Ogata Kōrin (1658–1716), scion of a Kyoto textile merchant, traced part of his ancestry to the sister of calligrapher Hon’ami Kōetsu (1558–1637) and thus had privileged knowledge of works by Sōtatsu. Kōrin recognized Sōtatsu’s powerful stylistic innovations and adapted and transmitted them—so much so that his name became synonymous with the style. The term Rinpa derives from the last syllable of Kōrin’s name plus the designator for “group.”
Rinpa artists paid homage to Sōtatsu’s original creations. On exhibition are tributes to his Waves at Matsushima screens by a number of artists, although they sometimes credited Kōrin. (For more examples of Rinpa art, see the Bold and Beautiful exhibitions, on view in the Freer Gallery of Art through January 3, 2016).
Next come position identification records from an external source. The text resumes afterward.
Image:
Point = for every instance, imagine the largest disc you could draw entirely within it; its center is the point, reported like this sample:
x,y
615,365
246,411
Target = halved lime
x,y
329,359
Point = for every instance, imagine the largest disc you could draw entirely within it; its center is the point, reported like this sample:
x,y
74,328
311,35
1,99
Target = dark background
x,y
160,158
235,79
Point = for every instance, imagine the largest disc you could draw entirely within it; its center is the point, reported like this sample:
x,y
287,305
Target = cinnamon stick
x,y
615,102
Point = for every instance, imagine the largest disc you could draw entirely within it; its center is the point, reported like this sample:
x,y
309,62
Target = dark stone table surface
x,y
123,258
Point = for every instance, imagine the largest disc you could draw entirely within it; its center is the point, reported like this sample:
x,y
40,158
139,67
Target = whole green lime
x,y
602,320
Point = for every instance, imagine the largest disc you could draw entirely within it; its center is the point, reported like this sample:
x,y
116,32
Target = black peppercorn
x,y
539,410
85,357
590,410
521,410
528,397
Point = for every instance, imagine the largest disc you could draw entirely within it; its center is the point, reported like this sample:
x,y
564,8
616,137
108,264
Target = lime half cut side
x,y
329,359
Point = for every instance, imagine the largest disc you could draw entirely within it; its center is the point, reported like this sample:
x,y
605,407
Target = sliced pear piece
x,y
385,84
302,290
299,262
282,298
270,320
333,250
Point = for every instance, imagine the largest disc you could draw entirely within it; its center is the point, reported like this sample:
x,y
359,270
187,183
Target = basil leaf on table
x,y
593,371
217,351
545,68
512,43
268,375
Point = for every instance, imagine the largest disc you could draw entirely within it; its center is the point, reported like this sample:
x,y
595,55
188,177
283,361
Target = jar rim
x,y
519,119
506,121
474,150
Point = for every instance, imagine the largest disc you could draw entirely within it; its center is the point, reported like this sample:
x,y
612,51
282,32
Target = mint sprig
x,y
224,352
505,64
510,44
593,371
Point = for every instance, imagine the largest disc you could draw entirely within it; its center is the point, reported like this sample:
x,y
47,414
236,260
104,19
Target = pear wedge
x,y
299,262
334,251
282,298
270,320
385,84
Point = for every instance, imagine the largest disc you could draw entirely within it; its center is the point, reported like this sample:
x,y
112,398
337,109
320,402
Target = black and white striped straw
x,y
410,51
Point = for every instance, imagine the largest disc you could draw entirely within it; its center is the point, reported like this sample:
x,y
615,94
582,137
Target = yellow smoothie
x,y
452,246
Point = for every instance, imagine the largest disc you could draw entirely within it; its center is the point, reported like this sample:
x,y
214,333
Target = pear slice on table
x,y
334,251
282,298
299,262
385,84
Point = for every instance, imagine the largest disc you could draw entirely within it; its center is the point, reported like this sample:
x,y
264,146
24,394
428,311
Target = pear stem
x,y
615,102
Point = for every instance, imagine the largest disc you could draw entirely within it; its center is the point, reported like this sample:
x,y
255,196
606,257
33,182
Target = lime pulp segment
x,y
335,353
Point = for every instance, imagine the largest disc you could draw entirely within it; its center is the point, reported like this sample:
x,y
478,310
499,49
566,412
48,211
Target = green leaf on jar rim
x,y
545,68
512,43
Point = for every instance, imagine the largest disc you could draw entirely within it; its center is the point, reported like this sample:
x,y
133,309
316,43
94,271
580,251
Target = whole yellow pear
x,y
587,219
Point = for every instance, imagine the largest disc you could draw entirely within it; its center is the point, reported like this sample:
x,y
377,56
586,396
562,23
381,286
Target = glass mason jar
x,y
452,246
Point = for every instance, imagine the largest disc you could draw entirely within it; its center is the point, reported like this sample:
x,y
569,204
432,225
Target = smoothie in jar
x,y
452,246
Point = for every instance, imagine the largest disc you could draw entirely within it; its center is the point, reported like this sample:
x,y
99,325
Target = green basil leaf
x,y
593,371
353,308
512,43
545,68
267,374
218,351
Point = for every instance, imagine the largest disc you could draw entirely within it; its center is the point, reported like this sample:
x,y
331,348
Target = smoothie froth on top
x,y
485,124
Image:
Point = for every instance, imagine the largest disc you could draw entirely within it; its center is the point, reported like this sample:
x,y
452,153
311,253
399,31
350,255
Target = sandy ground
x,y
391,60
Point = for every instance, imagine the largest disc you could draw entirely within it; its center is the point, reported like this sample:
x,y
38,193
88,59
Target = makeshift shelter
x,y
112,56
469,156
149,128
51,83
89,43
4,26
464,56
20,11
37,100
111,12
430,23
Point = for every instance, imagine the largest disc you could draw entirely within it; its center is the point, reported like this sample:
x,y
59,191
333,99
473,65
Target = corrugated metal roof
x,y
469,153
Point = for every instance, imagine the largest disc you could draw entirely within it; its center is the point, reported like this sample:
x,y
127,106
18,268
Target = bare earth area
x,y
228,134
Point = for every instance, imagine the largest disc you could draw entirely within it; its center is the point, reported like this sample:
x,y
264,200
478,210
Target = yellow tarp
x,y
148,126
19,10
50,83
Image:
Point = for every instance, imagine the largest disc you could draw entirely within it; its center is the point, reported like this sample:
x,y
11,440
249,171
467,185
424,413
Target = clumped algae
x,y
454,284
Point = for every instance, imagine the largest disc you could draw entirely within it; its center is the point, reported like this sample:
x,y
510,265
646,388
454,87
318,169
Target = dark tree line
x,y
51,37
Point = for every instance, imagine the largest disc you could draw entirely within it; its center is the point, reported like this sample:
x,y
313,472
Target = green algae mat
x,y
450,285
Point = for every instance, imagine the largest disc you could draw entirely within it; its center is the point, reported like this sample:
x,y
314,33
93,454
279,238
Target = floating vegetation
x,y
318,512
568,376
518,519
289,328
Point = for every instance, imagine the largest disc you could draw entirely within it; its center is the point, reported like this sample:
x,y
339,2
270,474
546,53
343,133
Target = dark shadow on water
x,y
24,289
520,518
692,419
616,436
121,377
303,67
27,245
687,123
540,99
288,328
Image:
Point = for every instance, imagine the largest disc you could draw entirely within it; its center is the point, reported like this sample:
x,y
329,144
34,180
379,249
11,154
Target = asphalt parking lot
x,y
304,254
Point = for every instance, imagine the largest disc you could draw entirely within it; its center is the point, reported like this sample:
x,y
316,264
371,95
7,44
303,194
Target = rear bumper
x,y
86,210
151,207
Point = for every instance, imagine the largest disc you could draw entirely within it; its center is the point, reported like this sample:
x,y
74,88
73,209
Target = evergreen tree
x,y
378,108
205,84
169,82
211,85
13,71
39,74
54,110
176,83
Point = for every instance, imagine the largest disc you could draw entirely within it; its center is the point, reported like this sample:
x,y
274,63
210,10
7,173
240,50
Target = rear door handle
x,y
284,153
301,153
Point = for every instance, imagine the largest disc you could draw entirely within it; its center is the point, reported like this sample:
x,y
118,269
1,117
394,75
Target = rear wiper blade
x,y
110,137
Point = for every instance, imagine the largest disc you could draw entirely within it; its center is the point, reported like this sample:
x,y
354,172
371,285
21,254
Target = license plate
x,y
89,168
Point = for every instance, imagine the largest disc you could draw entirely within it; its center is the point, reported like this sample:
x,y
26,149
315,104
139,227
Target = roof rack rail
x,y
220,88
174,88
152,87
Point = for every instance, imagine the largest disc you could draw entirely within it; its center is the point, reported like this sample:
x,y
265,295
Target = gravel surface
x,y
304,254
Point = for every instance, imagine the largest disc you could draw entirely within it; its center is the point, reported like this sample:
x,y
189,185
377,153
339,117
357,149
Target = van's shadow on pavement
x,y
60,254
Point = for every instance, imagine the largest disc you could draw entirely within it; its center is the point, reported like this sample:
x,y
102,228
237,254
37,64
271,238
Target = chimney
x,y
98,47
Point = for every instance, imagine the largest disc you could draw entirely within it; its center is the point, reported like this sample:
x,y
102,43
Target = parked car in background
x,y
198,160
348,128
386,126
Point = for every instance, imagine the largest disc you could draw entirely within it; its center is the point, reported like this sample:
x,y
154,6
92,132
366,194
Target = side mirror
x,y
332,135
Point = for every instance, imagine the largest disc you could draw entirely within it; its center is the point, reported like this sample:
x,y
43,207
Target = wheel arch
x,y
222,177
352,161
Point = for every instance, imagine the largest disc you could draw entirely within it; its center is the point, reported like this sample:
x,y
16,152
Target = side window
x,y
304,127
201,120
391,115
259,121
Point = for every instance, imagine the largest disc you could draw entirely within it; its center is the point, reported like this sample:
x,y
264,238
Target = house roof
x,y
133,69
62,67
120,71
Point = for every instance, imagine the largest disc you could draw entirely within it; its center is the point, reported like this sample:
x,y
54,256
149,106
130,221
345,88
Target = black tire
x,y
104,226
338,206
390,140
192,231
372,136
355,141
The title Waves at Matsushima seems to have been given to the Sōtatsu screens around the time they were purchased by Freer Gallery founder Charles Lang Freer, although the images were not originally connected with that site. During the mid-to-late Edo period, however, the islands of Matsushima, off the northeast coast of Japan’s Honshu Island, were regarded as one of Japan’s famous views, and various iterations of the Waves came to be associated with Matsushima.